Sunday, June 5, 2016

The Last Samurai by Helen DeWitt

A prodigy and his mother try to live their life according to Kurasawa’s masterpiece

Sibylla, a difficult person, an academic, gets pregnant during a one night stand with a celebrity author. Disgusted at his bourgeois sensibilities, she does not tell him of the child. Little Ludo turns out to be a genius, reading Homer at age 4 and pestering his mother for help with the vocabulary. The little family is poor, their only income coming from the transcriptions she types of such periodicals as “Carp World” and “Advanced Angling.” That means that sometimes in the winter the two must ride the Circle Line all day to keep warm. Ludo begins to get curious about the identity of his father. The first half of the book is Ludo’s education; the second half is his search for a father figure.

This is almost like two books in one. The first is the compelling story of a young mother cursed/gifted with a precocious toddler. Maternal love and the bright eyes of the child. The second half is the story of the 11 year old searching for his father. This section lacks the comical claustrophobia of the first, and is presented as a series of fabulous anecdotes, stories of heroes, enjoyable to read but it pulled the reader away from the intensity of the novel. Also, the mother, who is the emotional center of the first half, pretty much drops out of sight.

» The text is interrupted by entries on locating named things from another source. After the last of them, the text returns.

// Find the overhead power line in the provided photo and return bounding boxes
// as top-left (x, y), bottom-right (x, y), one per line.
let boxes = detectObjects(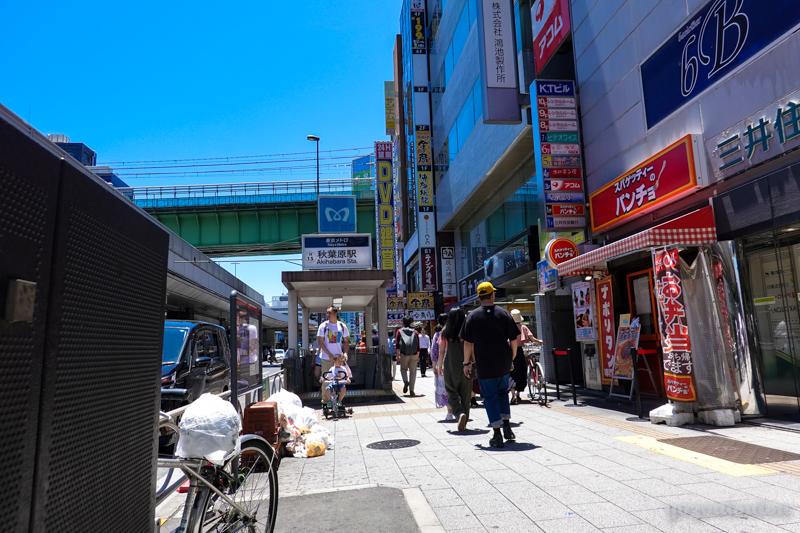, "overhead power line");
top-left (98, 146), bottom-right (373, 168)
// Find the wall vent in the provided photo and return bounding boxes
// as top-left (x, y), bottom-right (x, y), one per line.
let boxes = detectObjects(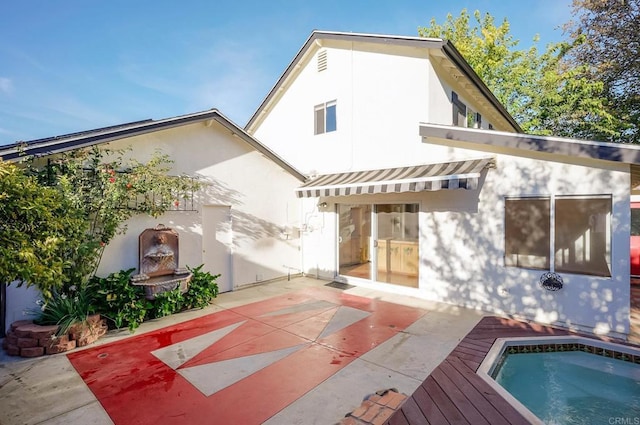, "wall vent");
top-left (318, 50), bottom-right (327, 72)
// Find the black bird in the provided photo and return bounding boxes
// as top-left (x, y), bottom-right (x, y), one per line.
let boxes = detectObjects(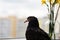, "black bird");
top-left (25, 16), bottom-right (51, 40)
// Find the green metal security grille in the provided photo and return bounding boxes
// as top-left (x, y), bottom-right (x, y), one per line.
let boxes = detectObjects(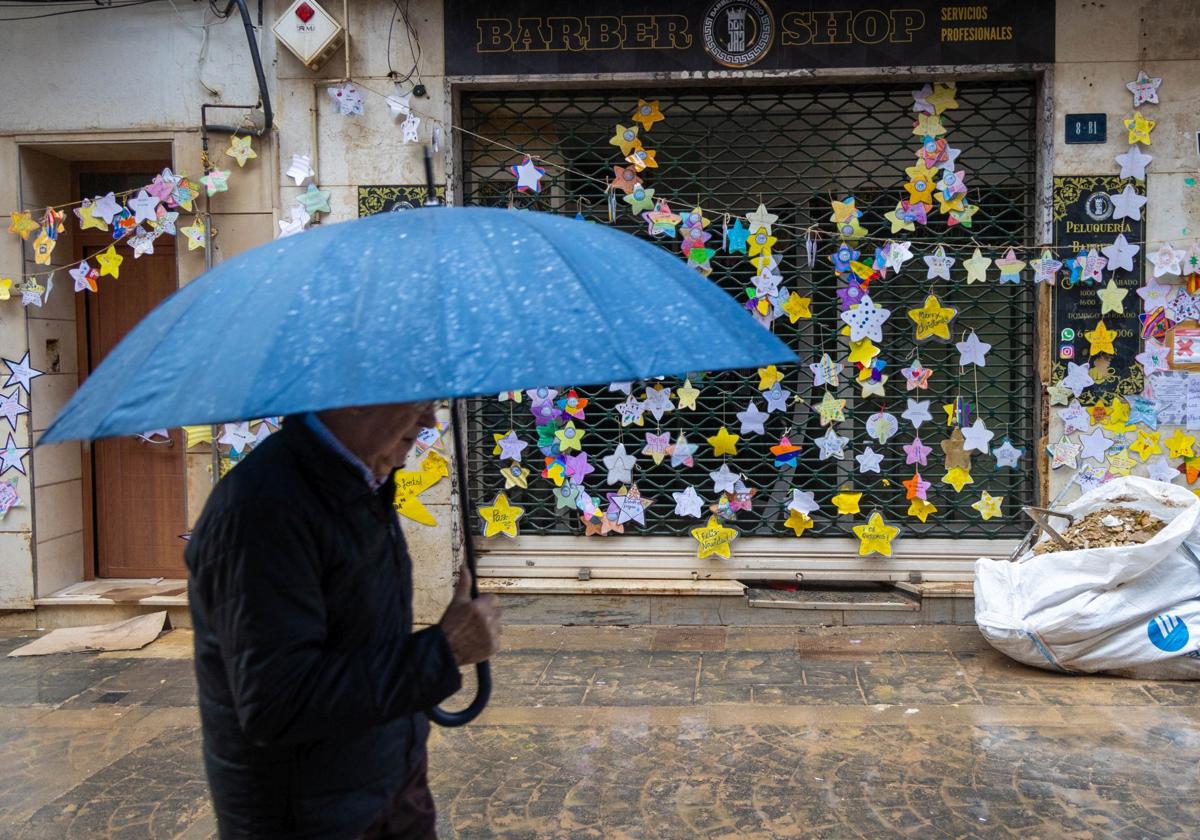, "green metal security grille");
top-left (461, 80), bottom-right (1036, 540)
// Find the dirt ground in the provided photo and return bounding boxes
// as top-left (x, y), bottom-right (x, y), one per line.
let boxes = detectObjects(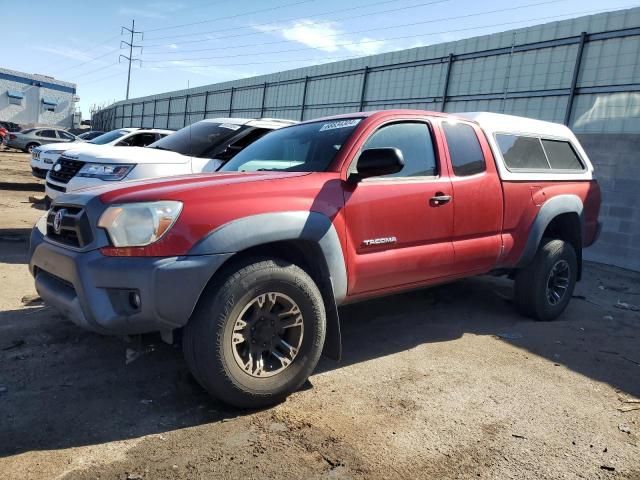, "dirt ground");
top-left (0, 148), bottom-right (640, 479)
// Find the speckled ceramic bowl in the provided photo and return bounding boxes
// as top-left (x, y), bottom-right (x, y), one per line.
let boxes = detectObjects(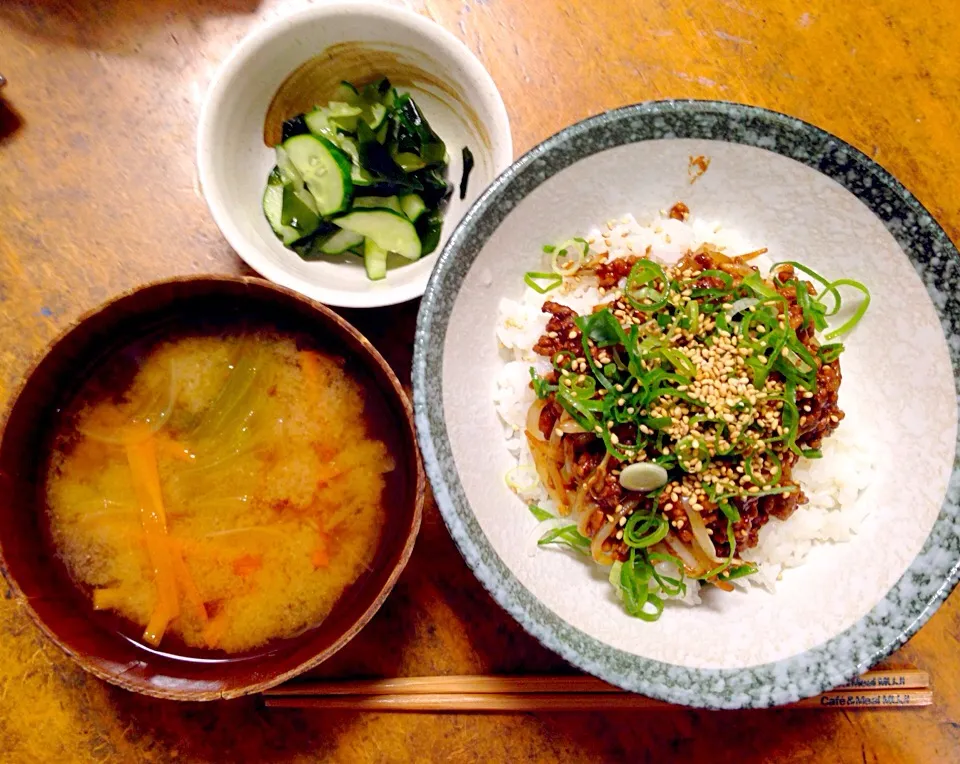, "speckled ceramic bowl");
top-left (414, 101), bottom-right (960, 708)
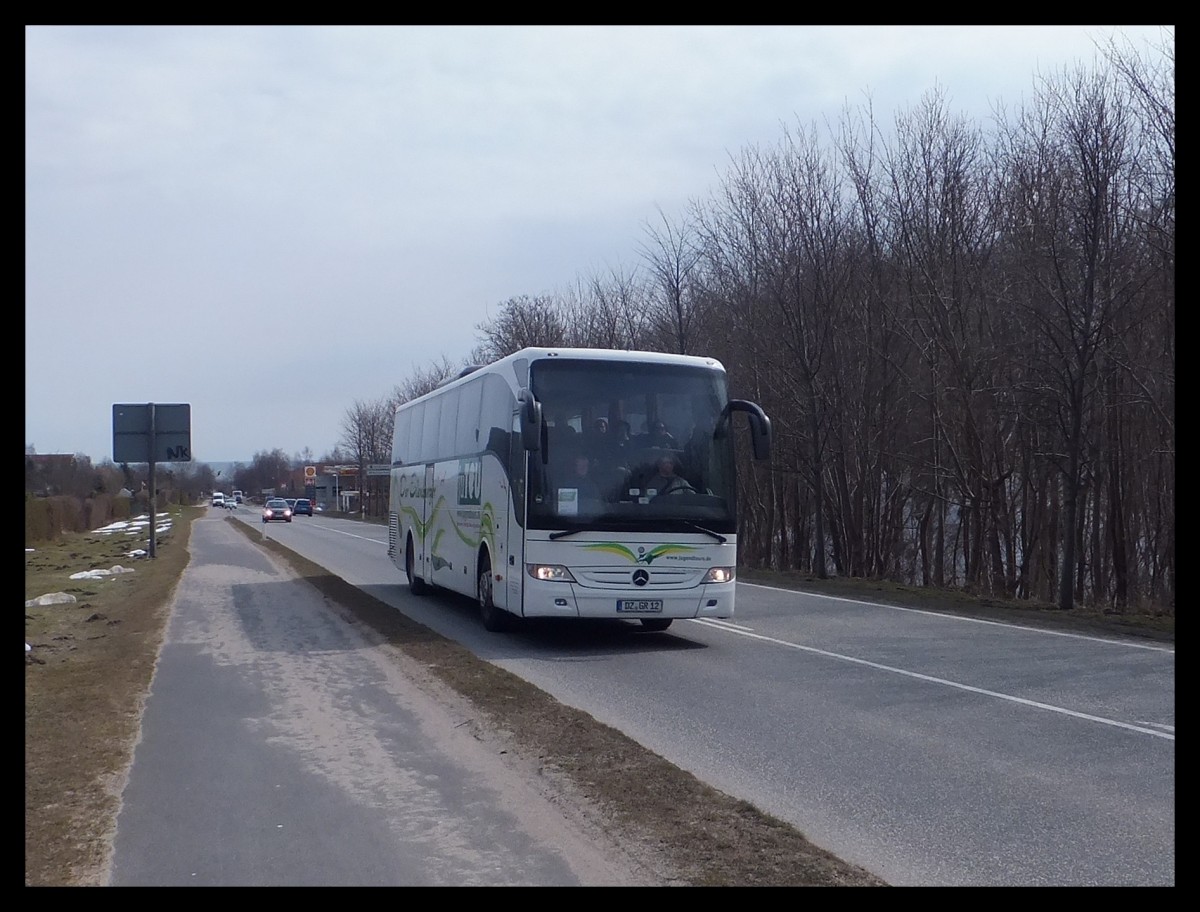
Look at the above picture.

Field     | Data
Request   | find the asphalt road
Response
[242,514,1175,886]
[108,510,654,887]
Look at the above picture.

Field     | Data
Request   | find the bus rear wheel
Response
[404,539,428,595]
[478,556,511,634]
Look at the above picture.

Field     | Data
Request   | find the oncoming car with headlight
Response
[263,497,292,522]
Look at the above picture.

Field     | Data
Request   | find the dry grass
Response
[25,508,199,886]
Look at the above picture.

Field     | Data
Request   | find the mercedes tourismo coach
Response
[388,348,770,630]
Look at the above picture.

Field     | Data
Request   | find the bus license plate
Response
[617,599,662,614]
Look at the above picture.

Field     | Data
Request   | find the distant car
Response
[263,497,292,522]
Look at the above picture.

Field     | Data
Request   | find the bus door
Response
[418,462,438,583]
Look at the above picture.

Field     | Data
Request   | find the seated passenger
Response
[642,421,679,450]
[646,452,696,497]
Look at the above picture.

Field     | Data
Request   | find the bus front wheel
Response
[478,556,510,634]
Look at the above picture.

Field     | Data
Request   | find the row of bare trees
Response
[342,38,1175,611]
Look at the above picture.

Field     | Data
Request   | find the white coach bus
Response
[388,348,770,631]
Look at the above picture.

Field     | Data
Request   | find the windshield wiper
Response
[684,522,727,545]
[550,529,588,541]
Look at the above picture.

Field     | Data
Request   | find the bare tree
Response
[1004,64,1141,610]
[638,209,703,355]
[473,295,566,361]
[388,355,461,412]
[341,398,395,515]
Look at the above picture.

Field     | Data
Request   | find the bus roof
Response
[396,347,725,412]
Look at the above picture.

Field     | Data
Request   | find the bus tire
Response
[475,554,511,634]
[404,539,428,595]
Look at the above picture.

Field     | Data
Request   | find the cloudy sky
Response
[25,25,1174,462]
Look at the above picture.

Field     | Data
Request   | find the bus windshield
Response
[526,359,736,534]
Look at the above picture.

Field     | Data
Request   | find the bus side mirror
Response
[728,400,770,460]
[517,389,541,452]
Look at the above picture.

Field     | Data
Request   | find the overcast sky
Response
[25,25,1174,463]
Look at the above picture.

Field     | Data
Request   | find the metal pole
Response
[150,402,158,558]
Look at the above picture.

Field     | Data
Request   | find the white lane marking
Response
[308,523,388,545]
[691,614,1175,740]
[738,580,1175,655]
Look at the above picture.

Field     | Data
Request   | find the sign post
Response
[113,402,192,557]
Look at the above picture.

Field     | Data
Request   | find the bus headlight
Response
[526,564,575,583]
[701,566,736,583]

My expectations were too high, I think, based upon what I had heard about how amazing this novel was. This was a perfectly enjoyable book but it could have used some cutting. Early on I got it – the two of them are SMART. The novel also served as educational device, introducing the reader to elementary Greek and other languages. Also, it was interesting to see all the different structures one could build a novel around: Verb declensions, a movie, and dusty old periodicals. I enjoyed the prose in the first half too: a mash up of dialogue, classical excerpts and scenes from the movie.